O Caso Erenice Guerra

Em 2010, outro escândalo abalou a imagem do governo: a então ministra da Casa Civil, Erenice Guerra, sucessora de Dilma Rousseff, foi acusada de montar um esquema de tráfico de influência dentro do Palácio do Planalto. Reportagens revelaram que seu filho intermediava contratos com empresas privadas em troca de propina. A crise levou à saída de Erenice do governo e reforçou a percepção de que a corrupção estava entranhada até nos mais altos escalões do poder.

 

Pasadena e a Petrobras usada como caixa

Se o Mensalão abalou a imagem política, a compra da refinaria de Pasadena, nos Estados Unidos, mostrou a irresponsabilidade na gestão. A Petrobras, orgulho nacional, foi tratada como instrumento de negócios obscuros.

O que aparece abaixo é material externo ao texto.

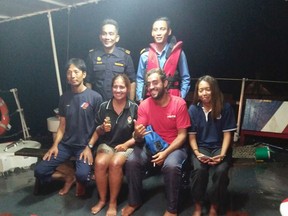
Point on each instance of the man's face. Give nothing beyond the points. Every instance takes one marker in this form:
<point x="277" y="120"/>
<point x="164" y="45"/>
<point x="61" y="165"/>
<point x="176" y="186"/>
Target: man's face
<point x="75" y="76"/>
<point x="204" y="92"/>
<point x="109" y="36"/>
<point x="119" y="89"/>
<point x="155" y="86"/>
<point x="160" y="32"/>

Pagou-se caro por um ativo obsoleto, em uma transação que levantou suspeitas de corrupção e má-fé. Esse foi apenas o prenúncio do que viria a seguir.

 

A Lava Jato e a corrupção sistêmica

A Operação Lava Jato revelou a podridão do esquema montado dentro da Petrobras. Empreiteiras, diretores da estatal e políticos petistas operavam juntos em contratos bilionários superfaturados. Era propina para todos os lados, dinheiro desviado e uma máquina partidária sustentada pela corrupção. A Lava Jato mostrou que não se tratavam de casos isolados, mas de um sistema de poder alimentado pelo roubo do dinheiro público.

 

Fundos de Pensão e a traição aos trabalhadores

Enquanto isso, fundos de pensão de estatais, como Previ, Petros e Funcef, foram alvo de operações que revelaram má gestão e desvios. Trabalhadores e aposentados, que confiaram suas economias, viram seus benefícios ameaçados. O partido que nasceu defendendo o operariado acabou traindo aqueles que mais dizia proteger.

 

O Escândalo do INSS – Careca do INSS e a CPI

Mais recentemente, outro episódio expôs novamente a vulnerabilidade do sistema sob gestões petistas. O empresário Antônio Carlos Camilo Antunes, conhecido como “Careca do INSS”, foi apontado como lobista em um esquema de descontos indevidos em benefícios previdenciários. A Operação Sem Desconto, deflagrada pela Polícia Federal em 2025, revelou fraudes bilionárias contra aposentados e pensionistas. O caso resultou na abertura de uma CPI no Congresso, que ouviu o próprio Careca, acusado de intermediar propinas e vantagens em contratos. O escândalo mostrou como até os mais frágeis – os beneficiários da Previdência Social – foram vítimas de esquemas de corrupção que drenaram recursos públicos e afetaram diretamente a população mais dependente do Estado.

 

A consequência: desconfiança e crise política

Todos esses escândalos não foram apenas episódios criminais: corroeram a confiança da sociedade nas instituições, alimentaram a descrença na política e mergulharam o país em crise. O impeachment de Dilma Rousseff, em 2016, foi consequência direta desse ambiente de desgaste ético e econômico.

 

Conclusão

O PT, que surgiu prometendo ser a alternativa ética, acabou protagonizando os maiores escândalos de corrupção da nossa história. O discurso da moralidade ruiu diante da prática da propina, do superfaturamento e do loteamento do Estado. Mais do que erros, o que se viu foi um projeto de poder sustentado pela corrupção. Um legado amargo, que até hoje marca o Brasil e nos faz questionar: quem, afinal, paga a conta desses desvios? Sempre o povo brasileiro.